Thanks for the prompt reply doc. If you say that I have nothing to worry about in terms of HIV then I will forget it. I see no point in wasting my time & money getting tested if I have no chance of having contracted the virus. Additionally my GP assured me that I had not contracted chlamydia among other STDs.
But, maybe you can help me with something else. As you already know I was diagnosed with a yeast infection. My dermatologist suggested I return two weeks after applying an econazole nitrate cream if the yeast infection was not gone. I've been applying it for almost a week & I have no clue if its gone, almost gone or if it persits. My wife refuses to have sex with me until it clears up. Thing is I've had this rash for almost two months now and i've been inspecting my foreskin so much that I don't really know what it should look like when it goes back to "normal". I've never inspected it this much so I don't know whats normal or not.

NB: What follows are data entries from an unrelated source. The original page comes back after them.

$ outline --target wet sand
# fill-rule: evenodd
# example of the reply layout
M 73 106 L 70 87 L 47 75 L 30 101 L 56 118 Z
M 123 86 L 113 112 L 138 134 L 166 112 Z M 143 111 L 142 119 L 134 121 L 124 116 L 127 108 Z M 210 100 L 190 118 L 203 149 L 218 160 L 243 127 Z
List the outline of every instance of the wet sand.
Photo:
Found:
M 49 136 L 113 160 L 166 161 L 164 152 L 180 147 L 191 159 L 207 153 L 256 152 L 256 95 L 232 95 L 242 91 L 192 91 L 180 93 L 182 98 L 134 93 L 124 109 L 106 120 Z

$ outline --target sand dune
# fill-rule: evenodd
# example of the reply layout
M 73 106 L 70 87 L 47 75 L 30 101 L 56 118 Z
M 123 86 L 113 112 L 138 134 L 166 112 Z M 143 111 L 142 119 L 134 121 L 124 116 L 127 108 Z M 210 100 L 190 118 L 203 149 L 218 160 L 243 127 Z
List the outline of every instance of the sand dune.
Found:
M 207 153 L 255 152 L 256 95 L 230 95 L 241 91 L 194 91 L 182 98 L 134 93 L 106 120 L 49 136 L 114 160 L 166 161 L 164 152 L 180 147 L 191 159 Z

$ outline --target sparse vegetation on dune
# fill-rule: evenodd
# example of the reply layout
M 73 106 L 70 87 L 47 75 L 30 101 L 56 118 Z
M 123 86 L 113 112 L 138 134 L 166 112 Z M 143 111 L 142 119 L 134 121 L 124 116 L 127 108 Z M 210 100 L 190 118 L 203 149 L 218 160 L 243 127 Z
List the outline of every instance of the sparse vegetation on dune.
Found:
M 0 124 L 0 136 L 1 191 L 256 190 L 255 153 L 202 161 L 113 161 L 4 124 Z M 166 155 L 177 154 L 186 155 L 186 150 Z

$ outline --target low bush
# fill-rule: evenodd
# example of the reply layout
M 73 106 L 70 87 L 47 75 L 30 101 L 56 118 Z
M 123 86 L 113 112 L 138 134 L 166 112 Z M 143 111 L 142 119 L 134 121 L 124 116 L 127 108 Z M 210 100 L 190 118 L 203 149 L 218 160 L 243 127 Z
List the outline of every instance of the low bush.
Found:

My penis no longer itches & it seems like the red spots that were on the head are gone but it seems like there is still some discoloration around the inner foreskin. What confuses me is the redness in my inner foreskin is different everytime I look at it. In the morning & after a bath it seems less red. During an erection, directly after urination & after washing it with soap it's pretty red. The color of my inner foreskin changes so much throughout the day that I don't know what's normal & what's not. My wife looked at it last night while it was erect and thought it was very red & told me to go back to the dermatologist. I considered it normal due to the blood rushing. Basically what I'm asking is what clues should I be looking for to know whether the yeast infection is gone? What can I do to deal with the discoloration? Is it okay for my inner foreskin to be red during an erection?
Your wife probably does not understand the origins of yeast infections in women. They do not come from catching yeasts from their male sex partners. Women are naturally colonized with yeasts, usually in the intestines and often in the genital tract. When a woman gets a "yeast infection", it is usually not because she acquires yeast from her sex partner or anywhere else. The organism that is there all the time. Why it grows to higher levels, or for some reason (not understood) causes more symptoms, is not well understood. But whether or not you have a persisting yeast infection of the penis, it poses no risk to her.
That's all I can say. With apology, the medical advice on this forum is limited to STDs, not to symptoms, diagnosis, or treatment of other kinds of genital infection such as yeast. I cannot say whether or not your yeast infection has cleared up or whether the redness of your penile skin is now normal. These are issues for your dermatologist.
The last thing I would like to ask is that I have now realized that medhelp does not allow me to delete posts. I understand why that is as the information in the posts are beneficial to others. Unfortunately my nickname is personally identifiable information as I use it as one of email addresses it is also my aol screen name & I just realized my posts show up on google when I search my handle. Is there anyway for this information to be altered? I would like the information to be changed here & the thread that I started in the communities forum. Sorry to bother you with this matter.